Man on the Train (France, 2004), Patrice Leconte’s elegiac crime drama is a well-tuned character piece starring screen legend Jean Rochefort and French pop icon Johnny Hallyday as strangers with nothing in common whose chance meeting sparks a powerful friendship.
Rochefort is the droopy, self-effacing dreamer Monsieur Manesquier, a retired teacher who would like nothing more than to become a hero of the movies he loves. Hallyday, whose face looks like a couple miles of rough road and whose manner suggests the life that goes with it, is Milan, a bank robber in town for a job. The hotel is closed and Rochefort offers to put him up in his old, unlocked villa in the middle of town.
These two are opposites in almost every way. The garrulous Manesquier romanticizes Milan’s life of crime and fantasizes of being a tough guy.

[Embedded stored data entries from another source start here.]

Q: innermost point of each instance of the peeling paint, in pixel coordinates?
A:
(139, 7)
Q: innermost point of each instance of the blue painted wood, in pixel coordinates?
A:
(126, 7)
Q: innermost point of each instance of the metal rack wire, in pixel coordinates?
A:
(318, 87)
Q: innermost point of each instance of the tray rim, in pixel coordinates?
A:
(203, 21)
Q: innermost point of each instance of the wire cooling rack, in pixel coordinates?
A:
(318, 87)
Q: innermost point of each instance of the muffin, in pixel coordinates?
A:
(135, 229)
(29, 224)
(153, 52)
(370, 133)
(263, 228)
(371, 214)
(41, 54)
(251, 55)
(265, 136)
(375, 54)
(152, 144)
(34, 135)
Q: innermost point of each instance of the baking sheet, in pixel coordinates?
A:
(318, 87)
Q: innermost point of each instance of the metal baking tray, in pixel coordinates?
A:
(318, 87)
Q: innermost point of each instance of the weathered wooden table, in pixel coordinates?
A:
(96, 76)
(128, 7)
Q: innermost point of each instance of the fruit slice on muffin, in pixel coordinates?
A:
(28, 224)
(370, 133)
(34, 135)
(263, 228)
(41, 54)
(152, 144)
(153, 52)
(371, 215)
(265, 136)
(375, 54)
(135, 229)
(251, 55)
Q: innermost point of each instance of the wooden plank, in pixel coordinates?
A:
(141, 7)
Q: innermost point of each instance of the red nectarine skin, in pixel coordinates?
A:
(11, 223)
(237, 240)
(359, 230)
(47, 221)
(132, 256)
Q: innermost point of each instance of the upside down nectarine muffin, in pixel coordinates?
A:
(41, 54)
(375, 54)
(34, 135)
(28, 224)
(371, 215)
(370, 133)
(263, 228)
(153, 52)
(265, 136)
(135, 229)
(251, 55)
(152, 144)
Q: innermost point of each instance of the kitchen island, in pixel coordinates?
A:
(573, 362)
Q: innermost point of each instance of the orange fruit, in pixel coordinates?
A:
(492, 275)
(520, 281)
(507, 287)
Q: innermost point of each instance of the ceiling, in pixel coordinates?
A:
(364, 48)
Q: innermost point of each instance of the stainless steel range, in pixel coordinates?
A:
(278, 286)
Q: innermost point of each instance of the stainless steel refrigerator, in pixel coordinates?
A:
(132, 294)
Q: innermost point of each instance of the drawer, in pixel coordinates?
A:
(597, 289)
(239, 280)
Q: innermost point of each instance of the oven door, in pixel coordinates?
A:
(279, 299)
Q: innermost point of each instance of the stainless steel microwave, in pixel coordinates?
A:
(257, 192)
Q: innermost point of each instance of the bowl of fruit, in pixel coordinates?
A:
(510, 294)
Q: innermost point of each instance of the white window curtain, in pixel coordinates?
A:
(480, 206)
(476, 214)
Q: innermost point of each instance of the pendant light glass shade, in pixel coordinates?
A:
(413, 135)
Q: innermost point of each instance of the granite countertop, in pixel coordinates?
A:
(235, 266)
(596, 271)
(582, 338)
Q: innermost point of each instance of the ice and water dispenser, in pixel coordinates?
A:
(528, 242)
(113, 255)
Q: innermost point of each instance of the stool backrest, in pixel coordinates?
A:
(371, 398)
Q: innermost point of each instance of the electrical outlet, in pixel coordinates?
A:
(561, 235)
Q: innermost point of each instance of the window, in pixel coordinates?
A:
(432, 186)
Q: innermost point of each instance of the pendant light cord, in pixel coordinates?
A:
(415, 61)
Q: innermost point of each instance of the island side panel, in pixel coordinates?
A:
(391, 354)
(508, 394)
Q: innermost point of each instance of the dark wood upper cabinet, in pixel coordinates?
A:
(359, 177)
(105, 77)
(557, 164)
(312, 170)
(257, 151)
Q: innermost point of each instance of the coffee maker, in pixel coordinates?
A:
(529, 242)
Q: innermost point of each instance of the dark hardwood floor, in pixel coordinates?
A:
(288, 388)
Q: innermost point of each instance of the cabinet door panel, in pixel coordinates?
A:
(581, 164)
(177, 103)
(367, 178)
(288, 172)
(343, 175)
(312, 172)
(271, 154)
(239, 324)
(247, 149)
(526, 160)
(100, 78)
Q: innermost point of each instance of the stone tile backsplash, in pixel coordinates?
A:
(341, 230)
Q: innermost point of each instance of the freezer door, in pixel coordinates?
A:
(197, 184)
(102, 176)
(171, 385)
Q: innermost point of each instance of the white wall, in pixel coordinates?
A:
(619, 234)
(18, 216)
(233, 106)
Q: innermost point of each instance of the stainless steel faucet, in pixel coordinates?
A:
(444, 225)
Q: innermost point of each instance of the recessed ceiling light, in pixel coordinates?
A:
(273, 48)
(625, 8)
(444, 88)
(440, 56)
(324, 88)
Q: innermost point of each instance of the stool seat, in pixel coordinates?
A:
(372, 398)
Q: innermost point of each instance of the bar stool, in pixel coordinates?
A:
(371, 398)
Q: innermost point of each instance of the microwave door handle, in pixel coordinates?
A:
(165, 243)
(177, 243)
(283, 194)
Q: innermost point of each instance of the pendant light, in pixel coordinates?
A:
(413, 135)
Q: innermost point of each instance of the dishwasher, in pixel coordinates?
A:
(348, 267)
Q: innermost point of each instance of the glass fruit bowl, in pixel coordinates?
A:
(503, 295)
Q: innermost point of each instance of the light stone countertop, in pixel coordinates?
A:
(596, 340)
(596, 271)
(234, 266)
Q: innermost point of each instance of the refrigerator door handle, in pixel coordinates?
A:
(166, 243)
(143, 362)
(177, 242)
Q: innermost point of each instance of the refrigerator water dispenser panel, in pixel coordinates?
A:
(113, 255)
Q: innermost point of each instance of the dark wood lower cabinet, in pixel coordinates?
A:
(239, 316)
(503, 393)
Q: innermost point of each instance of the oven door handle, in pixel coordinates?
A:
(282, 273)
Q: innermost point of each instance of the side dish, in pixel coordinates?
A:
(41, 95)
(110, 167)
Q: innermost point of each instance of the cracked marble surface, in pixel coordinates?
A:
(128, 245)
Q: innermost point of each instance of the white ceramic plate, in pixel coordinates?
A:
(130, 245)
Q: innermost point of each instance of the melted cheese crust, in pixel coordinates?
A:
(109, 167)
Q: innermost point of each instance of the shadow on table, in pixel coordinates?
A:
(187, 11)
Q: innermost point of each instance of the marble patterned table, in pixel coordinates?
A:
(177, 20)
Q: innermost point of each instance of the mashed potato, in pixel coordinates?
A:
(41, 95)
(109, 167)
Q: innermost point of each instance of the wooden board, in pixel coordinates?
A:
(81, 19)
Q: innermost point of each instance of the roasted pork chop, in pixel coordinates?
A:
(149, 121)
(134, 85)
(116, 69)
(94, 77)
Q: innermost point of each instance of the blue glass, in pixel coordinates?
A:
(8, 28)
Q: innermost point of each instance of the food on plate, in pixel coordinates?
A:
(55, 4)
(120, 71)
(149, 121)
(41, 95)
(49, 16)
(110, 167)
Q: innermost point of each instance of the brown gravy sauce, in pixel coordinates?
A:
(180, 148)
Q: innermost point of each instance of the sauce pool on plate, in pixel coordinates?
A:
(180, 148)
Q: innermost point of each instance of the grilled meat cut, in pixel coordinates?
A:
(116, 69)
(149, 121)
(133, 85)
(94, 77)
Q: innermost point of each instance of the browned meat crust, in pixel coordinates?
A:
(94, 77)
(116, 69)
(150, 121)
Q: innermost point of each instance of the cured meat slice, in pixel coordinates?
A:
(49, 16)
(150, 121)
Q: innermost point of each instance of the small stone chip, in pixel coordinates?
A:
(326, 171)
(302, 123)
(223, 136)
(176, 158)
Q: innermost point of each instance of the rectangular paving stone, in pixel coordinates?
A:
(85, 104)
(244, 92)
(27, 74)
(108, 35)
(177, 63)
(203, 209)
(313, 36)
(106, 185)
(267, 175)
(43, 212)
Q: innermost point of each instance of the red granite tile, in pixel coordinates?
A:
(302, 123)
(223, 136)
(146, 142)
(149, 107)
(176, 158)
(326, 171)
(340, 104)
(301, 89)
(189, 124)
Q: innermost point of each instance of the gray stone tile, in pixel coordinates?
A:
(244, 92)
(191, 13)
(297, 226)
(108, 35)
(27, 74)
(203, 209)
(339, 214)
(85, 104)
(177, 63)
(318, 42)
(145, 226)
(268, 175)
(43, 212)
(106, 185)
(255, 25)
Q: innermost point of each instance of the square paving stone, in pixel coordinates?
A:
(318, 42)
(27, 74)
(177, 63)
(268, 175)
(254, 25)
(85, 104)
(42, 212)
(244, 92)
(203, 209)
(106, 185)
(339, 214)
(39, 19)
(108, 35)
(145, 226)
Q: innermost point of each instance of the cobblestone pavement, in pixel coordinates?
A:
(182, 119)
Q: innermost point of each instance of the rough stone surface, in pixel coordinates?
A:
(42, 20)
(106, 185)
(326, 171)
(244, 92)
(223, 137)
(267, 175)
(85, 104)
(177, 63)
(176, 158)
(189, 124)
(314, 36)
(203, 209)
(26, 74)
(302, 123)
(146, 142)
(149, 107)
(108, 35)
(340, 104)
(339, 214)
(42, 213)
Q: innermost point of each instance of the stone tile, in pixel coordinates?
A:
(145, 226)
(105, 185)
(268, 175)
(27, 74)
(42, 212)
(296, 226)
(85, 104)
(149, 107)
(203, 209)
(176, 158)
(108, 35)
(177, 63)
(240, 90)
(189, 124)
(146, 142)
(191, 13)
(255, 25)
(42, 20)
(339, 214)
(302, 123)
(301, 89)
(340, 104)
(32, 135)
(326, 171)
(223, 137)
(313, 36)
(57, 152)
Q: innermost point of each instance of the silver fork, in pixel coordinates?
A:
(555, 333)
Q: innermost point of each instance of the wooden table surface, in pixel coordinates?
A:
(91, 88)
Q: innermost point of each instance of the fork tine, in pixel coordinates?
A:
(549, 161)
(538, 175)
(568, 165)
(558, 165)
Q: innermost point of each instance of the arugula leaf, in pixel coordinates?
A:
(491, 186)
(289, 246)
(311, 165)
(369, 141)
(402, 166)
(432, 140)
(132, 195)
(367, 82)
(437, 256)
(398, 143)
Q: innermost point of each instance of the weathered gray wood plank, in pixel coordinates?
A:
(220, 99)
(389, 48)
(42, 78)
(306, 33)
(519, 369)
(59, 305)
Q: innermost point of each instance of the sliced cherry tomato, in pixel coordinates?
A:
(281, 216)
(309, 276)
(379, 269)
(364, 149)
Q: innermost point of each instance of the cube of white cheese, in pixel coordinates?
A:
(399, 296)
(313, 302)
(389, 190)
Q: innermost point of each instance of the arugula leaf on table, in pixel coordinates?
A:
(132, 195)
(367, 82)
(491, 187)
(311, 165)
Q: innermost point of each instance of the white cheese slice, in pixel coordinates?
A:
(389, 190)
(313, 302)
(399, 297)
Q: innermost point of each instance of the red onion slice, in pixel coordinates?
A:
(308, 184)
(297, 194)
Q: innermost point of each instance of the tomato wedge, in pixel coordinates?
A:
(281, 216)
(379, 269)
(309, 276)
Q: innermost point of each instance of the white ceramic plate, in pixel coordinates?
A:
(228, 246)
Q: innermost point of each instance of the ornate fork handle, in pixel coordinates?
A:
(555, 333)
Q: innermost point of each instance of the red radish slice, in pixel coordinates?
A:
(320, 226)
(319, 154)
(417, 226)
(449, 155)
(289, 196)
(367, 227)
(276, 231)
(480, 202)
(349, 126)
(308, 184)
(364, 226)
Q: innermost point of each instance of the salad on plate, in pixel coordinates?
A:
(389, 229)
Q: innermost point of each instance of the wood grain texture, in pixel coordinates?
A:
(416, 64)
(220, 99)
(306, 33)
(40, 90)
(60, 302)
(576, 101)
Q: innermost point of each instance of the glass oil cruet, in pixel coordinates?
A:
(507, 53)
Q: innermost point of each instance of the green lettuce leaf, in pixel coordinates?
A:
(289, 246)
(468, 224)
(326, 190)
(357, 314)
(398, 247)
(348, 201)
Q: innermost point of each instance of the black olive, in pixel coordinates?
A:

Milan is weary of being the tough loner who loves them and leaves them, and has in his own turn been left by everyone, and he envies his Manesquier’s, his house, his place in a community, and his life appreciating music and poetry. The two become unlikely buddies—the lonely old retiree whose life is a monotony of repetition, and the eternal drifter who has spent a lifetime in motion and has come out the other end just as lonely and lost—and their friendship (Manesquier gives Milan a poem, and Milan gives Manesquier shooting lessons) is touching and genuine: the mutual respect of men who envy the lives the other leads.
Leconte feeds both the romantic fantasy of the tough guy genre and the inevitable outcome of lives spent in violent endeavor and quiet desperation, without slipping into any of the pulp clichés we might anticipate.
Winner of the audience awards for Best Picture and Best Actor (Rochefort) at the 2002 Venice Film Festival.